Flu Vaccination Protects Lives And Helps Avert Illness

New CDC study says vaccination works, local lives prove it makes a difference


DAYTON, Ohio (September 10, 2013) – Those who think the flu vaccination is nothing more than a shot in the dark when it comes to averting the winter season’s biggest bug may want to consider the alternative.

Getting the flu vaccination may mean a 30-minute visit to the doctor’s office or local health clinic, whereas fighting the flu can mean up to two weeks of battling a debilitating illness, and potentially spreading it to someone who is in no condition to fight it. It’s a hard reality that Tina Walker had to face this past year when she chose not to get a flu shot and contracted the Influenza B virus as a result.

“I was so sick it was awful,” Walker said. “I ended up in my doctor’s office three different times and she finally told me I would just have to go home and go to bed and rest. I told her I would never go without a flu shot again.”

The flu shot has been an annual event for Walker since her 19-year-old son Levi was diagnosed with heredity spherocytosis as a child. The rare blood disorder cost Levi his spleen at age five and has transformed the way the Walker family deals with sickness and handles germs.

“My son doesn’t have the ability to fight infection,” said Walker, who had been faithful to get her shot every year until this past one. “Without a spleen, if he runs a fever of 102 or higher, he has to be hospitalized.”

Thankfully, Levi got his own flu vaccination last year and did not end up getting the virus. But the idea that she could have potentially passed the virus on to her son was perhaps harder to take than the two full weeks of missed work due to the excessive body aches, fever and fatigue. Unfortunately, most individuals don’t view the flu as the Walker family does. For many, the shot seems inconvenient and not of great importance, especially if they are in good health. But Walker’s physician, Dori Thompson, MD, at Springboro Family Medicine, said it is important to think of the vaccination’s greater good.

“What people don’t realize is how easy it is to spread the flu,” Dr.
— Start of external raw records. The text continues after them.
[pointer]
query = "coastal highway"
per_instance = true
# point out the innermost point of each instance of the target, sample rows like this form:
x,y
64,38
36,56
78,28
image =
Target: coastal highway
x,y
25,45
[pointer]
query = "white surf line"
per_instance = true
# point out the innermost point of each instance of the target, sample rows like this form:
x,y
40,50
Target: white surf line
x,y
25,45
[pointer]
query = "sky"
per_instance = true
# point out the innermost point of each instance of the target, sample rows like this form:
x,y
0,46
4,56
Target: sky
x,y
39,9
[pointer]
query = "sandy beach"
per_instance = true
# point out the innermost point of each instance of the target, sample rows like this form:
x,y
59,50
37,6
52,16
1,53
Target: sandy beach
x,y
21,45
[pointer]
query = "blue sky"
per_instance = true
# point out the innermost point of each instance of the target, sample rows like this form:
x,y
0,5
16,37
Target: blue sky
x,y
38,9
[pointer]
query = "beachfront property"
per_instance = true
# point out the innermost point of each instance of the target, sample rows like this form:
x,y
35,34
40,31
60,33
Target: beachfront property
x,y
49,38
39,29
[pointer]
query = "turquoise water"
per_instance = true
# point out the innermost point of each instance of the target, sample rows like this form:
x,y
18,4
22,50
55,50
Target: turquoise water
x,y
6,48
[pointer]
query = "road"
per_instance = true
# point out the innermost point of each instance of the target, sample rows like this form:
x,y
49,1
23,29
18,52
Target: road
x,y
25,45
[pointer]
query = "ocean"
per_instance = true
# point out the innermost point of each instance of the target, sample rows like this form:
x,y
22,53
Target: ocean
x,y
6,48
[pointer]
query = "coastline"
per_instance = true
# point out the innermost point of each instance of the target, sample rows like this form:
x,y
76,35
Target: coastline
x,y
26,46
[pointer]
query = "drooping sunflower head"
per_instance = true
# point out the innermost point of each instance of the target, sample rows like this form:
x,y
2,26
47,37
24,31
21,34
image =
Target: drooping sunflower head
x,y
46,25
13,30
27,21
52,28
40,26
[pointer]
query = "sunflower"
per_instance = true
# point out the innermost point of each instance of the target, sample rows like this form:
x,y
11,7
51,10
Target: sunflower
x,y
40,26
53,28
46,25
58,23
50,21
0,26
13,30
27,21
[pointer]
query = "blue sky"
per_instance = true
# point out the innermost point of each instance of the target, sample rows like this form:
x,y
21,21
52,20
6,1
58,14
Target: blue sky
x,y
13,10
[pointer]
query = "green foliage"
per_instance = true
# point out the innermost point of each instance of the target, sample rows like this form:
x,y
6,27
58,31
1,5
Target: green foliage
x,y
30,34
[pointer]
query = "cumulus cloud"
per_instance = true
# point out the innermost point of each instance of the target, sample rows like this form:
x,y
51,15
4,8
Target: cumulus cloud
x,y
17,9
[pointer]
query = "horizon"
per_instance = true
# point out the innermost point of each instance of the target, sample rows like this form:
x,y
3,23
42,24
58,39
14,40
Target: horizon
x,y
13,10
Thompson said. “And healthy people don’t think about the impact they could have on high-risk individuals if they were to spread the flu to them. There are a lot of people who think they’ll chance it and if they do get the flu they’ll just stay home for a couple of days. But remember you can transfer the flu to people before you even have symptoms and you don’t know who you will be coming in contact with – it could be someone with asthma or COPD.”

A report released by the Centers for Disease Control and Prevention (CDC) this past June shows that the flu vaccination prevents significant flu illness, doctor’s visits and hospitalizations. The study – which used data collected from 2005 to 2011 – estimated that the vaccination prevented 13.6 million flu cases, 5.8 million medical visits and nearly 113,000 flu-related hospitalizations in the United States over the six-year period.
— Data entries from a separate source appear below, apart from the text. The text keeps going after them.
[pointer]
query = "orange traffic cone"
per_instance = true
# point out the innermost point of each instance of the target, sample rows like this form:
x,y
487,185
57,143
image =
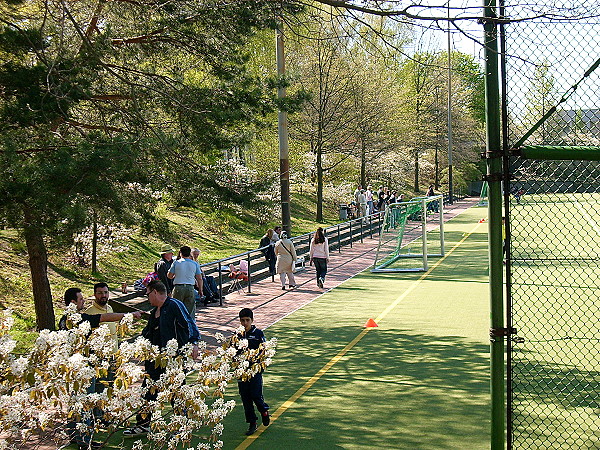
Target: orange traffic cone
x,y
371,324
Dora Ruff likes to think she’s one of those averted cases. Ruff suffers from extreme allergy, asthma and sinus issues. Her condition is so severe that she has undergone sinus surgery and still has to receive two allergy shots a week. The flu vaccination is a priority for Ruff and her family.
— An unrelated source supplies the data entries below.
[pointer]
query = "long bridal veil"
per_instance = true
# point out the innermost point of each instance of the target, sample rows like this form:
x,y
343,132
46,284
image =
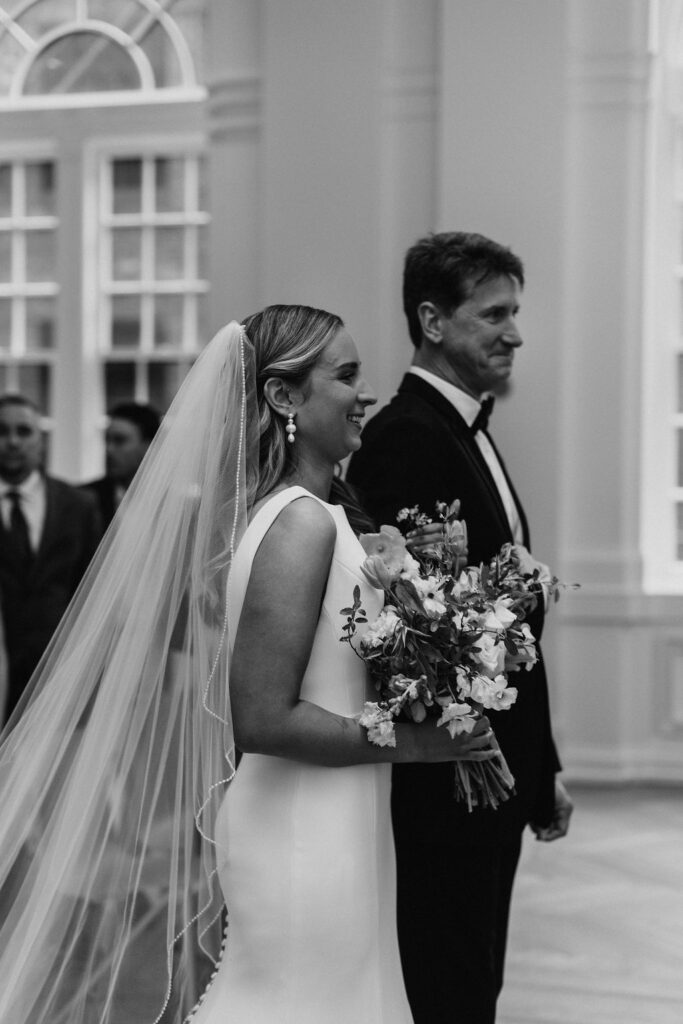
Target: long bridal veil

“Getting the flu is not even an option,” Ruff said.

The 2012-2013 flu season arrived early and was severe. Many who contracted the illness were overcome by its symptoms: “I had people crying in my exam rooms because they felt so badly,” Dr. Thompson said. Still, doctors say the season was a good wake up call for those who have become complacent about the flu vaccination because of the preceding flu seasons that were much milder.

It is impossible to predict the severity of an upcoming flu season and that is why Dr. Thompson advises patients to get their flu vaccination early, regardless of their health. She also urges those with high-risk health issues – such as heart disease, diabetes, COPD and asthma – to see their doctor during flu season if they begin to experience any flu-like symptoms. Those symptoms can include fever, cough, extreme body aches, high fever and fatigue. The quicker the flu is diagnosed, the better chance there is to treat it with antiviral medications.